Something like that could be an option. However every time I've thought about "hey, what if we made the random recommendations better by...", my conclusion has been "oh, but then we might never recommend [items with some set of properties that should get recommended], and the algorithm won't be able to correct itself." Any time you try to optimize in a certain direction, you'll always introduce at least a little bias/false negatives, and randomness at least gives a chance of breaking out of that. So this could be a good idea, but I wouldn't want to have it completely replace random recommendations.
Why recommend newsletters instead of individual articles?
There are a few reasons. The biggest one is distribution. I came up with the idea for The Sample because I was working on an essay recommender system and I was trying to figure out how to incentivise people to share it. I've built a referral system into The Sample, and whenever someone submits a newsletter, I send them a referral link. If they share the link, their newsletter gets forwarded more often. So far it's been promising; last I checked, about 15% of our subscribers came from referral links. As The Sample gets larger, the referral system will become more compelling (network effects). I've used a fair amount of paid advertising to get things going, but after some threshold, I think it will grow extremely fast with just the referral system.

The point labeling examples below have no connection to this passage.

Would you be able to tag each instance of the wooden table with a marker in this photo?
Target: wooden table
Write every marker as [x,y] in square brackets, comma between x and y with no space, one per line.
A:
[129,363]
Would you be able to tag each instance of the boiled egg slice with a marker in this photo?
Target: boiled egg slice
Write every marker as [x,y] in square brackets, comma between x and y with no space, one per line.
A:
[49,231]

The next reason is implementation-related. I prefer to use collaborative filtering as much as possible, falling back to content-based filtering only when there isn't enough rating data for collaborative filtering. But for collaborative filtering, you need long-lived items. If you're recommending news articles, by the time you collect much rating/interaction data, the article will be stale and you won't want to recommend it more anyway. Recommending newsletters is IMO an excellent way to combine ML with human curation: humans figure out what news is good, and ML helps readers find curators who are good/relevant to them. (To make a transportation analogy: humans are great at last-mile curation).
The categories on the landing page seem too broad. And does it really take 21 days?

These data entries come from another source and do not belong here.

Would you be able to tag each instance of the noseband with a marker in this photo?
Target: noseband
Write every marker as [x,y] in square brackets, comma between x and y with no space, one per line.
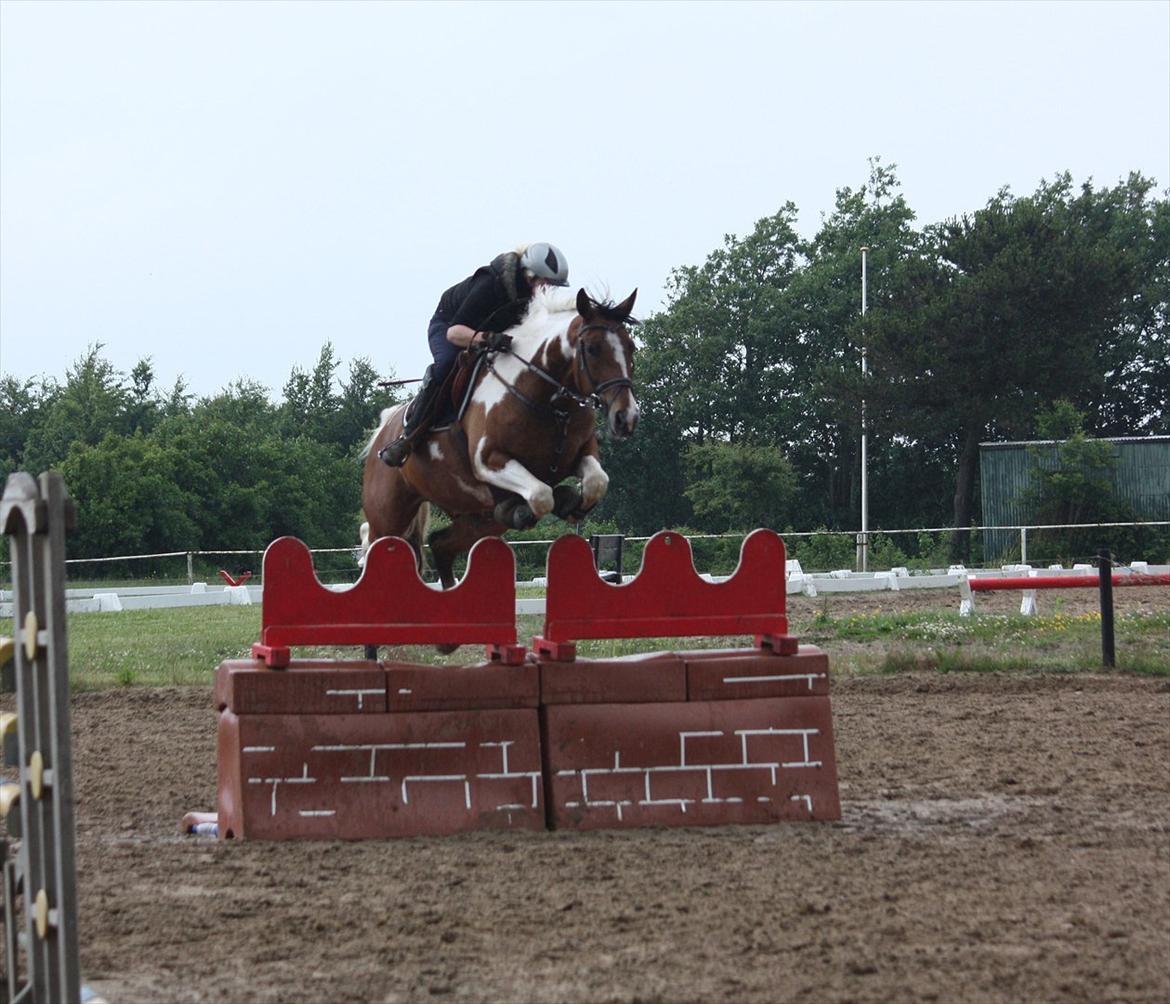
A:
[593,399]
[599,389]
[556,407]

In both cases, it's more about marketing/helping people understand what The Sample even does. After you sign up, there's a text field where you can type arbitrary topics to indicate what you're interested in. And topic modeling/content-based filtering is only used as a starting point anyway; as you rate the newsletters you receive, your recommendations will start to be dominated more by collaborative filtering ("people who liked X also liked Y", without thought for what X and Y even are). I added the checkboxes to help people understand immediately that this is an individually personalized newsletter; they're not going to get the same thing as everyone else who signs up.
Similarly, "give us 21 days to hone in on your preferences" is purely meant to explain that as you continue to use The Sample, it will learn from your behaviour and adapt to your preferences. I picked 21 on a whim—someone suggested 30 days, but I thought that was too long. Maybe I should say 7 or 14?
Another somewhat recent change is that new users' emails include a message that says, for example, "You've rated 2 newsletters so far. Rate at least 5 more to help us learn your preferences." There's nothing special about 7; we just needed a way to get more people to rate the newsletters we send them. And this did the trick.